Free Flow Power seeks approval for hydropower plants on Allegheny, Monongahela and Ohio rivers



If Boston-based energy company Free Flow Power has its way, 10 of the Pittsburgh region’s locks and dams will share space across the river with hydropower plants.

The company is meeting with Pennsylvania regulators on the heels of filing final licensing applications with the Federal Energy Regulatory Commission between late February and early March.
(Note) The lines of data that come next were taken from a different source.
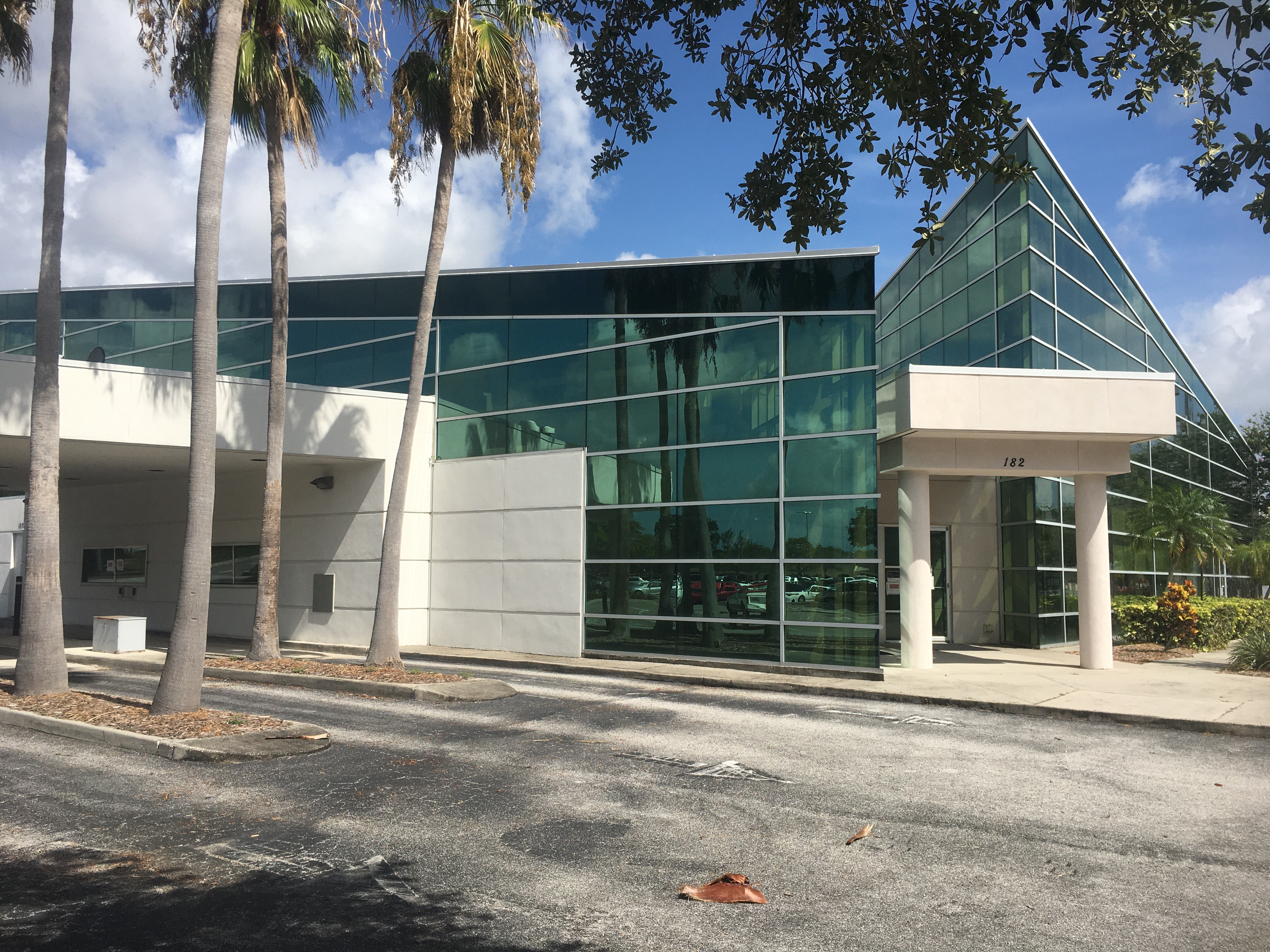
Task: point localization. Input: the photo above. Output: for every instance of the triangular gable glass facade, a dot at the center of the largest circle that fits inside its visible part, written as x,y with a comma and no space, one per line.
1025,279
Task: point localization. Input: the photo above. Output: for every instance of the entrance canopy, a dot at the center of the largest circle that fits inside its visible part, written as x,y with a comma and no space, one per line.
1000,422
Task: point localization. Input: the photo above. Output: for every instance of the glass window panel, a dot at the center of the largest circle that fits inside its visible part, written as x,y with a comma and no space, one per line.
831,592
300,370
632,424
1019,592
1011,234
392,359
347,367
911,338
484,436
247,565
223,565
1050,592
546,336
647,637
1050,501
818,644
301,337
980,258
828,343
632,479
845,402
98,567
341,333
752,353
831,466
736,471
473,391
562,380
728,530
982,339
931,326
832,529
536,431
1041,233
888,351
1018,499
1050,545
1093,313
931,289
982,298
472,343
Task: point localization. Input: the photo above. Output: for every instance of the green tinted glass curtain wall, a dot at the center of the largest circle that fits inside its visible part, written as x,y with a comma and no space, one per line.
727,409
1024,279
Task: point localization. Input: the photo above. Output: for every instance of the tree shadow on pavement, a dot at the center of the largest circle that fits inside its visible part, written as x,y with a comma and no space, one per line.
77,899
The applications are in a 30-day public comment period, according to FERC.

Free Flow Power is considering a cluster of 10 sites in the Pittsburgh region: one on the Allegheny River, six on the Monongahela, and three on the Ohio near existing locks and dams operated by the Army Corps of Engineers.

Tom Feldman, vice president of project development for Free Flow, said while each facility would generate a relatively small amount of electricity — the largest is proposed for a site in Beaver County at 42 megawatts — the plants combined would create about 148 megawatts for the region at an investment of about $380 million.

“This entire cluster could provide annual electricity needs for about 65,000 homes,” Mr. Feldman said. “In aggregate, it will add a nice chunk of power to the energy mix.”

If approved, the plants — each of which is permitted separately — could be up and running in 2018.

“It’s an opportunity to provide low-cost renewable energy for several generations,” said Mr. Feldman.

A portion of the electricity generated would go to operating the lock and dam itself, according to the Army Corps. The rest would go to the regional power grid, PJM Interconnection.

Two major factors in determining locations are “flow,” the amount of water traveling over the spillway, and “head,” the height differential between the upper pool above the dam and the lower pool, Mr. Feldman said.

Another factor is whether there’s an opportunity to build more than one facility in the area.

“When we saw there was a chance to look at six potential sites on the Monongahela, we jumped at the opportunity,” Mr. Feldman said. “We try to time the development so these clusters would come online around the same time.”

Still, it’s early in what can be a very long and costly approval process.

“The hydropower development process takes about seven years from concept to commercial operations," Mr. Feldman said. "We’re about half way through that at three and a half years.”

The first three years were spent studying the feasibility, impact on aquatic life and water quality, as well as talking with stakeholders: communities, the Army Corps and state officials.

In a region famous for its rivers, it’s no surprise that energy companies would look for ways to pull energy from the water. Today, nine such plants are operating — five on locks and dams and four on reservoirs — in the Army Corps’ jurisdiction, including the Kinzua Dam along the Allegheny River near Warren, Jeff Benedict, hydropower project manager for the corps, said.

Still, interest has risen and fallen over the years, and many proposals stalled before they could get their feet wet.

In the 1980s, for instance, there was a surge of companies that sought and obtained licenses to build hydropower facilities. Then there was a lull, Mr. Benedict said.

Jeff Hawk, a spokesman for the corps, said the organization welcomes hydropower.

“Our interest is in what impact it will have on operations, navigation, the structural integrity of our facilities and the environment,” Mr. Hawk said.

In addition to the impact on aquatic life, water quality and existing commercial uses of the river system, there is another concern: demand for water.

“For some of these hydro plants, there is a competition for water,” said Jim McCarville, executive director of the Port of Pittsburgh Commission, which advocates commercial use of southwestern Pennsylvania’s waterways.

“Some divert water to the plant at the expense of navigation in dry seasons. However, Free Flow has assured us that they would not divert water during low periods.”

Free Flow said it will take the flows normally available to generate its electricity, and will not pool additional water.

“We wanted to understand whether we could make this economic with the Army Corps’ cooperation, and we feel there’s a path forward based on the studies we’ve done,” Mr. Feldman said.